In the CSAP Laboratory, we focus on computer systems and platforms for future computing devices. Recently, more and more cores are integrated into one single chip. To use such systems in an efficient manner, a holistic approach that coordinates research on all levels from architecture, to the compiler, the operating system and the programming model is needed. The methodologies to manage such many-core resources can be extended to manage big distributed systems such as big data processing platforms and clouds. Our main research focus is efficient system resource management schemes from single-chip many cores to network-based distributed systems.

 We currently conduct research in the following areas.

  • Compilers and runtime-environments for next-generation many-core coarse-grained reconfigurable architectures.
  • Operating systems for heterogeneous many-core systems.
  • Virtualization techniques on many-core systems/clouds 

Coarse-grained reconfigurable architectures (CGRA)

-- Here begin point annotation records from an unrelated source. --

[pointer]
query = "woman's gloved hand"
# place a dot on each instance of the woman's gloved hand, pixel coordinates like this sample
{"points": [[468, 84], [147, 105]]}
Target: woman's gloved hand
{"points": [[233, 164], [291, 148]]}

CGRAs are composed of several computing units and register files with a configurable interconnection network. CGRAs combine the flexibility of software with the performance of parallel hardware.

 

 

 

 

 

Next generation SRP compiler

SRP is CGRA architecture of Samsung Electronics. In this research, we focus on reducing energy consumption and reducing the effort necessary to efficiently execute an application on the SRP. To accomplish the feasibility of the proposed approach, we develop a compiler backend and simulator.

 

 

 

 

 

Chip Verification of CGRAs 

Chip verification of CGRAs is an important area of CGRA research. We are researching compiler-assisted generation of random test code that enables hardware manufacturers to quickly and efficiently verify the functional correctness of their CGRA hardware design.

 

 

 

 

 

 


Operating systems for heterogeneous many-core processors

Managing a large number of heterogeneous independent cores with the goal to provide maximal performance at a minimal energy consumption poses lots of interesting new challenges for operating system architects.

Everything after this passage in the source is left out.